でも今なら、何となくだけどあなたの考えていることが分かる気がする。
あなただけじゃない、みんなのことも。

「変わったわね、私たち」
「全ては、あの日。主はやてが我等のマスターとなり、同時に我等が初めて家族となった日に、だろうな」
ええ、きっとそれが運命の転機。
ただ戦うだけの道具として過ごしてきて、幸せの意味も知らなかった無知な私たち。
そんな私たちが、こうして幸せをかみしめることができるのも、すべては二人のおかげ。

忘れることなんて、できるはずもないわよね。



  *  *  *  *  *



あの時は、まあ……驚いたわ。

はやてちゃんの誕生日であり、闇の書が起動した夜。
私たちが新たな主に拝謁すると、その年若い主はいきなり気絶。
たぶん、幼い体に闇の書の起動はちょっとショックが大きすぎたのでしょうね。

どうしたものかと困惑していると、慌ただしい音を立てて部屋の扉が開かれた。
「はやて!?」
そうして、動揺を露わに入ってきたのがアイリさんだった。
一応自室を持っていて、基本的にはそっちでアイリさんは寝ている。
まあ、頻繁に一緒に寝たりしていて、そんな部屋割にはあんまり意味がなかったみたいだけど。今でもそうだし。

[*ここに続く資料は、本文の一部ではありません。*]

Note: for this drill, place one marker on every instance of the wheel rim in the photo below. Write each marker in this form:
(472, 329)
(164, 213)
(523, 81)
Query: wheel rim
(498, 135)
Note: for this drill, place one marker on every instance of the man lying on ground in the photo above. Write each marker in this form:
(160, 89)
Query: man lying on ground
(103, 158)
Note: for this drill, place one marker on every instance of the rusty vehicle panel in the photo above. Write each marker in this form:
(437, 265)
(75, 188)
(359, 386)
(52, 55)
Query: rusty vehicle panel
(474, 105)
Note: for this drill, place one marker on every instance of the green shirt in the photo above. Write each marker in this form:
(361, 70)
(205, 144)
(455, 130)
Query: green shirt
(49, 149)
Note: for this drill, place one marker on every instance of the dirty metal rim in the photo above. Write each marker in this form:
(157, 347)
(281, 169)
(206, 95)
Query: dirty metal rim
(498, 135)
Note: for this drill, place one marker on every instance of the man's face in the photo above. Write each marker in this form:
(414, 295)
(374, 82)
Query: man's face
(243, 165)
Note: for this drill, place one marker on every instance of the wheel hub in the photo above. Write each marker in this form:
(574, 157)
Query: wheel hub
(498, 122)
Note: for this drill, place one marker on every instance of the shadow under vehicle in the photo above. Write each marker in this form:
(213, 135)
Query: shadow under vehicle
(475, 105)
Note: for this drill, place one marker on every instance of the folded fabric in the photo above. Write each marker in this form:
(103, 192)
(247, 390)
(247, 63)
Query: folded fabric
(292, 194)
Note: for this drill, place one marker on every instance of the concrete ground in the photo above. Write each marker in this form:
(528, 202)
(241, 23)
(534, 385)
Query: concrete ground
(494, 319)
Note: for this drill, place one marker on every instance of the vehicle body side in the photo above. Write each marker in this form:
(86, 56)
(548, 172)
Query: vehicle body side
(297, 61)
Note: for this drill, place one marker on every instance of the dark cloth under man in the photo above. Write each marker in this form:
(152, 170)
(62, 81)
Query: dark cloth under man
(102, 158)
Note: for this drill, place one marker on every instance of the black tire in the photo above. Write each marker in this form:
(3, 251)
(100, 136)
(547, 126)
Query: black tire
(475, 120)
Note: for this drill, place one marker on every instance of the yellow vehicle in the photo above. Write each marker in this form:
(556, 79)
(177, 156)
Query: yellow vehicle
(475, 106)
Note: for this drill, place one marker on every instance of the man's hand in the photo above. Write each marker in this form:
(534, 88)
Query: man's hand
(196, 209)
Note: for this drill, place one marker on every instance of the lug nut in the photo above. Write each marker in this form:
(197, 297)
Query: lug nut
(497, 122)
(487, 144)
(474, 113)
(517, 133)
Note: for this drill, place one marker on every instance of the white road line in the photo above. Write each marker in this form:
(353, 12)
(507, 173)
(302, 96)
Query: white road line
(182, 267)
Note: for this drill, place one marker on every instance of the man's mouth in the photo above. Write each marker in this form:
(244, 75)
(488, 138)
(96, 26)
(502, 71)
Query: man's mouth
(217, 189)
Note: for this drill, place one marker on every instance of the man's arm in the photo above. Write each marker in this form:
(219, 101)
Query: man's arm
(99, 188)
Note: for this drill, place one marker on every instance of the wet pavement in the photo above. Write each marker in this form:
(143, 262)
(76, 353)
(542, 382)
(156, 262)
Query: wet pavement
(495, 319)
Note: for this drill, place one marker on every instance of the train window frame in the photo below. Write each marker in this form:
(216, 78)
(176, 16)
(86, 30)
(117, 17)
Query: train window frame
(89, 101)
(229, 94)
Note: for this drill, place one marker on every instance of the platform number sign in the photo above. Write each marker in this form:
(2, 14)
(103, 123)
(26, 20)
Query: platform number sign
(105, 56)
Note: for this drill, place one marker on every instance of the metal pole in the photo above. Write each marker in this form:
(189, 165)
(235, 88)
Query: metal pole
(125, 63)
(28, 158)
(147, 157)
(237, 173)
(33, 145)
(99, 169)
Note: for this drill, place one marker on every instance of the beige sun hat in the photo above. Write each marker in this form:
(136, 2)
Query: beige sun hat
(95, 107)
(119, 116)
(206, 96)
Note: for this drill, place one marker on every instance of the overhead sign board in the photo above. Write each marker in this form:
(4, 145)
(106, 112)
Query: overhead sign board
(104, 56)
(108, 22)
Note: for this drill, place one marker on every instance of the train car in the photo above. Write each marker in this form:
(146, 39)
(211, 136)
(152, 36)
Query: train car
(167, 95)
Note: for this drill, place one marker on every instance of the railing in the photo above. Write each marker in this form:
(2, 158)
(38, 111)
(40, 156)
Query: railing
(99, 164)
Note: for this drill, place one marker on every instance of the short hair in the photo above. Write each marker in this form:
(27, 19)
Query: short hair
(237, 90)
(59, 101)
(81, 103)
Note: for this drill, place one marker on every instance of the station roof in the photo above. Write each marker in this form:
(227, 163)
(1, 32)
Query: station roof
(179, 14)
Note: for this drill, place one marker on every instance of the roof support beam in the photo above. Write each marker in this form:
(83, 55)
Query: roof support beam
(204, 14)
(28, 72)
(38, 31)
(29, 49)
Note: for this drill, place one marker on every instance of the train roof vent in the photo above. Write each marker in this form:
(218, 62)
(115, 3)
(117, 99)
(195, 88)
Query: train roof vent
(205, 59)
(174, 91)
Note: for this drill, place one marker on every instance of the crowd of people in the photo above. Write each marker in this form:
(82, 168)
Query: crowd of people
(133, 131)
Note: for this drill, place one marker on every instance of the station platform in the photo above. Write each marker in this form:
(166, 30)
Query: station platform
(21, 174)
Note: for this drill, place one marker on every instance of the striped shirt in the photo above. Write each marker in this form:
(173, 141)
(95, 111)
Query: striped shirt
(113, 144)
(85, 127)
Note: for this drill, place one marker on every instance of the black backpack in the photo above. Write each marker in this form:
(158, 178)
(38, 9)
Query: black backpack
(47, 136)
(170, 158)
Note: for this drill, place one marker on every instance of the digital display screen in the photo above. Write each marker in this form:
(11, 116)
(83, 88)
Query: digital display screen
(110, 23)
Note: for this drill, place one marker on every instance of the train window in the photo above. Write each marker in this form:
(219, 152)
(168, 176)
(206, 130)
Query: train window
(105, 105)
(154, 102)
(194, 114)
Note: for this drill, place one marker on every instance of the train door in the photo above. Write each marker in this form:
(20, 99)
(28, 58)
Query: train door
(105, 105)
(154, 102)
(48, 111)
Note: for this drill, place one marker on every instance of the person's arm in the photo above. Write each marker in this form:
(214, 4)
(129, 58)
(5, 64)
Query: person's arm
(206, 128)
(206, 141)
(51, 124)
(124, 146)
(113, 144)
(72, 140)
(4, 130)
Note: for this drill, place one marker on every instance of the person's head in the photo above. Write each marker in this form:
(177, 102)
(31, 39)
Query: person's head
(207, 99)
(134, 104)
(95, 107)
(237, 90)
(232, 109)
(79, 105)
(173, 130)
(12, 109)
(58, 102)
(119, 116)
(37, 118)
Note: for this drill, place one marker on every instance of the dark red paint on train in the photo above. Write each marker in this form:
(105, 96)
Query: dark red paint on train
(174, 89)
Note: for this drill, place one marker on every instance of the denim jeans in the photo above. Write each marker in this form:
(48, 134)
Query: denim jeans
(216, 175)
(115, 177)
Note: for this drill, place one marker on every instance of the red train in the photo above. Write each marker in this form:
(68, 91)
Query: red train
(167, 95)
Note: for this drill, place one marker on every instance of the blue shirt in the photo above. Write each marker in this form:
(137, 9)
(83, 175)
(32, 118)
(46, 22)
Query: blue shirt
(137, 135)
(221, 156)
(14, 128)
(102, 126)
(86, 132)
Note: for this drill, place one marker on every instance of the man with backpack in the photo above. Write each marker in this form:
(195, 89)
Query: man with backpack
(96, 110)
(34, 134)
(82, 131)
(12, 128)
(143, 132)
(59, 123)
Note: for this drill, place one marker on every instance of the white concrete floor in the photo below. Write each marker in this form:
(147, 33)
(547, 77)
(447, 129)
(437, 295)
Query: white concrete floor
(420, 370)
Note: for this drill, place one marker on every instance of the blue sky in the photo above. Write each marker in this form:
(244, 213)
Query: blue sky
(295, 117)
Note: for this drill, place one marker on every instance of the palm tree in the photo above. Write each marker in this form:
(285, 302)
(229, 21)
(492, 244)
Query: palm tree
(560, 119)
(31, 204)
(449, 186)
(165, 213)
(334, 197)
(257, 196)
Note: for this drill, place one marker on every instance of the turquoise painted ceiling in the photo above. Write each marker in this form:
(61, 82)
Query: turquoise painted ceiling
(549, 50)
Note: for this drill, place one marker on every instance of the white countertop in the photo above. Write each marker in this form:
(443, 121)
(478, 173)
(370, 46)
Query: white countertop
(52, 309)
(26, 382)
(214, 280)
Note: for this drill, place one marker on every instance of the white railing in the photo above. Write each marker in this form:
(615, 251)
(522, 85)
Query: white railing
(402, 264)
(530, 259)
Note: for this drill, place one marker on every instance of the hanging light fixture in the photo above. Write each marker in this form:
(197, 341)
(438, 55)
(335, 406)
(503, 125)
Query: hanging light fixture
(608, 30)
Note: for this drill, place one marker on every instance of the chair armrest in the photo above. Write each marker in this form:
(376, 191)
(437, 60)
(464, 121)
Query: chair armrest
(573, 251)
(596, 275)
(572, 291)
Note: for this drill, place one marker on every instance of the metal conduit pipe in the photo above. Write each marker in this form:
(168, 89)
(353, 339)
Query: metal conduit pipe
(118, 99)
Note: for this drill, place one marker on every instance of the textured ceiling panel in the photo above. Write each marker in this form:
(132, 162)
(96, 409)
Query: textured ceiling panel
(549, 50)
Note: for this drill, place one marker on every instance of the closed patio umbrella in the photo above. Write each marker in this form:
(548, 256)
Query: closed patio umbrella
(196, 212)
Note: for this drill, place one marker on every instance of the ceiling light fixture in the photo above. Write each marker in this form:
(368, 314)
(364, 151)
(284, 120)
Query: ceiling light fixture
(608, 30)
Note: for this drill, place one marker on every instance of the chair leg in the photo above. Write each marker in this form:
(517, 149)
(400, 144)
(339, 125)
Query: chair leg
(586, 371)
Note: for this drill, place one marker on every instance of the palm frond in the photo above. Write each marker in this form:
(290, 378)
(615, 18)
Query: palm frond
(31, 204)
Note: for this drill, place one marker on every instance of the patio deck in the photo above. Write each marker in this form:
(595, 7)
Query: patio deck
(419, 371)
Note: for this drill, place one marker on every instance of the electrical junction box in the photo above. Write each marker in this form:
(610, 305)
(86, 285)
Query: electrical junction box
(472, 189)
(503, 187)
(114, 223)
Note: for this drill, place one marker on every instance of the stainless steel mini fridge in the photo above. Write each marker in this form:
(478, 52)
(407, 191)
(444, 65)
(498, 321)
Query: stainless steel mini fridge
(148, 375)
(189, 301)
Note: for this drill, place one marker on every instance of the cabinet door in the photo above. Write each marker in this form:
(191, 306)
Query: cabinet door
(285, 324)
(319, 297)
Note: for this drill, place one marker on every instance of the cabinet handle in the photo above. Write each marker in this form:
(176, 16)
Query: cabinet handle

だけど、そんなことは露知らぬ私たちは、警戒を顕わにして対峙した。
「何者だ!」
決して大きくない声で、だけど大抵の人を圧倒する気迫を持ってシグナムが問うた。

だけどアイリさんは、それに毛ほども圧されることなく、私たちとはやてちゃんの間に立ち塞がる。
「はやてに…………何をしたの」
その眼には、見たこともないような強い輝きがあり、私たちは一瞬その光に呑まれた。
明らかに私たちより弱いとわかる相手に、一瞬とは言えシグナムさえも気圧されたのだ。

一度は気圧されながらも、すぐさま立て直してシグナムがアイリさんと睨みあう。
「………我々は何も。元より主…その御方に対して害意はありません」
絞り出すように、ゆっくりと言葉を選びながらシグナムは言う。

目の前の人物が主に危害を加えようとしていないことは、今の様子を見れば分かる。
危害を加えるつもりなら、いくらでもチャンスはあったから。
とはいえ、それでも何者か分からない相手であることも事実。
この位置関係だと、迂闊に刺激すれば主を危険にさらす可能性は否定できない。
だからこそ慎重に、なおかつスグに主を守れるように対処せざるを得なかった。

それでも、決して警戒を緩めることなくアイリさんは私たちを睨み続ける。
「……………………………………………いいわ、信じましょう。
そちらの方が数は多いし、嘘をつく意味なんてないものね。とにかく、はやてを病院に……!」
「それならば、我等も……」
「それはダメよ」
シグナムの申し出……というか、護衛の意志をばっさり切り捨てたアイリさん。
まあ、こっちの素性やらなんやらがわかってなかったんだから、今思えば当然なのだけど。

それに対し、眉間に皺をよせるシグナム。
「貴女に何の権利あると?」
「私はこの子の家族…母親よ」
その言葉に、私たち全員が顔をしかめる。
今思えば失礼だろうけど、あの時は仕方なかった。

だって、二人は親子というには……
「あまり似ておられませんが?」
「ええ、確かに血の繋がりはないわ。
でも、私はこの子…はやてを愛している。それは、誰にも否定させない」
言葉は静かだった。それだけに、一語一語が重く私たちに染み渡り、重石のようにのしかかる。
それは私たちに向けられたものというよりも、世界そのものに向けられたようだった。

そこで、私はすぐ隣にある机に立てかけられている写真に気付く。
「シグナム」
「なんだ、シャマル」
「これを見て」
そこには、無邪気に笑う新たな主と、その手を握る優しい微笑みを浮かべた目の前の女性が写っていた。
咄嗟にこんなものを用意できたとも思えないし、一応は目の前の女性の言葉と辻褄も合う。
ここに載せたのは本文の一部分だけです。